# Crosstabs

`pandas.crosstab()` is another function that builds summary data

The pandas crosstab function builds a cross-tabulation table that can show the frequency with which certain groups of data appear. 



## Import the data

For this demo, only interested in the following subset of car manufacturers
>
> "toyota","nissan","mazda", "honda", "mitsubishi", "subaru", "volkswagen", "volvo"
>

In [None]:
import warnings
warnings.filterwarnings("ignore", category=DeprecationWarning) 
warnings.filterwarnings("ignore", category=FutureWarning) 

import pandas as pd
import seaborn as sns

# Define the headers since the data does not have any
headers = ["symboling", "normalized_losses", "make", "fuel_type", "aspiration",
           "num_doors", "body_style", "drive_wheels", "engine_location",
           "wheel_base", "length", "width", "height", "curb_weight",
           "engine_type", "num_cylinders", "engine_size", "fuel_system",
           "bore", "stroke", "compression_ratio", "horsepower", "peak_rpm",
           "city_mpg", "highway_mpg", "price"]

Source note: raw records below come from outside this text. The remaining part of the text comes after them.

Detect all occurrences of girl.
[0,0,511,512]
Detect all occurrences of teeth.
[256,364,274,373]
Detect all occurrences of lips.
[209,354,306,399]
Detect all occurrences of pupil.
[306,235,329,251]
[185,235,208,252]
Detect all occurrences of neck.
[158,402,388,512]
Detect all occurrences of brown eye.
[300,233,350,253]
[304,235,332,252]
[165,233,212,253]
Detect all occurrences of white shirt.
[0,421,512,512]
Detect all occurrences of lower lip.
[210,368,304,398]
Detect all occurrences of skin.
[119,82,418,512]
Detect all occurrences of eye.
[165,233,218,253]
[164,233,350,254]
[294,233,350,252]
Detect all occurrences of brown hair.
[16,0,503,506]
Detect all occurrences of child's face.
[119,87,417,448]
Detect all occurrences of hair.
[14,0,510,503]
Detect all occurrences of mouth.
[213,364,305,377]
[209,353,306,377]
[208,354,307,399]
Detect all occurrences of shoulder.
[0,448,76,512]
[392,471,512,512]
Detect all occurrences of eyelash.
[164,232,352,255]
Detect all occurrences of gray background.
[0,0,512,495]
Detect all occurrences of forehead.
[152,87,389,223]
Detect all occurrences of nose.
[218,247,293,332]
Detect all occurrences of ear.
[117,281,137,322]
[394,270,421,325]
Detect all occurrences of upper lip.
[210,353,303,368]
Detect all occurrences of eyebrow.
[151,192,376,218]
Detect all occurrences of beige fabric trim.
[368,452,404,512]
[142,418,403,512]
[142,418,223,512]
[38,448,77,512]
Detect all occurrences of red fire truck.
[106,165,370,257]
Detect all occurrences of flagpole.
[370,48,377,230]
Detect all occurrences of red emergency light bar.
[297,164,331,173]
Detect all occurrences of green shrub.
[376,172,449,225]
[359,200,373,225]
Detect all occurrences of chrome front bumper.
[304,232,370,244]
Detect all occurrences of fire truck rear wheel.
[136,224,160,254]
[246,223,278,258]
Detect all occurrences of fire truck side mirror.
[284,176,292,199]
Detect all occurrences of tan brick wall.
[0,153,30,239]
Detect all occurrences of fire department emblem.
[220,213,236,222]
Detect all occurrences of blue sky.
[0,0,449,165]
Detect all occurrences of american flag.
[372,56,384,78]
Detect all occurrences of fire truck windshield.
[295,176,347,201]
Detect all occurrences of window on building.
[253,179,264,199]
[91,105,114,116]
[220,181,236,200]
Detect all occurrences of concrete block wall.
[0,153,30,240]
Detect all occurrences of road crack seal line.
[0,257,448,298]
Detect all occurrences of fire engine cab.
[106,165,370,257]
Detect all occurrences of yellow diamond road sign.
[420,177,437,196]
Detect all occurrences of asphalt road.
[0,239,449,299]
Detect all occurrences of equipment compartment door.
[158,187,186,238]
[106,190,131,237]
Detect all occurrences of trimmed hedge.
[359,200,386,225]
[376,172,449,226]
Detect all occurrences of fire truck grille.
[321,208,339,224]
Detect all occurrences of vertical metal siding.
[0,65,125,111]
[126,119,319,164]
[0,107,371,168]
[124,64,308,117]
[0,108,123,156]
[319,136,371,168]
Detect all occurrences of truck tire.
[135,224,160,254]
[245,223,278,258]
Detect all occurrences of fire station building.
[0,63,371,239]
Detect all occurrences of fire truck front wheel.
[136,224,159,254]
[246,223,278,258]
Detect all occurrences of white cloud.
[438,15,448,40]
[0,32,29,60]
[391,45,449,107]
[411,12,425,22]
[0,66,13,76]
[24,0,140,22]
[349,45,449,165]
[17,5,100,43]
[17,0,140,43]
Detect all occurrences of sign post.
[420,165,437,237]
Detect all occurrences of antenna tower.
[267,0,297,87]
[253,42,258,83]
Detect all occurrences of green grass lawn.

# Read in the CSV file and convert "?" to NaN
df_raw = pd.read_csv(filepath_or_buffer='../Data/cars.csv',
                     header=None, names=headers, na_values="?" )

# Define a list of models that we want to review
models = ["toyota","nissan","mazda", "honda", "mitsubishi", "subaru", "volkswagen", "volvo"]

# Create a copy of the data with only the top 8 manufacturers
df = df_raw[df_raw.make.isin(models)].copy()

## How many different body styles these car makers made

The crosstab function can operate on numpy arrays, series or columns in a dataframe. 

Here, `df.make` is set to be the crosstab index and `df.body_style` is the crosstab’s columns. 

Pandas does that work behind the scenes to count how many occurrences there are of each combination. 

For example, in this data set Volvo makes 8 sedans and 3 wagons.

In [None]:
pd.crosstab(df['make'], df['body_style'])

### Use a groupby followed by an unstack to get the same results

In [None]:
df.groupby(['make', 'body_style'])['body_style'].count().unstack().fillna(0)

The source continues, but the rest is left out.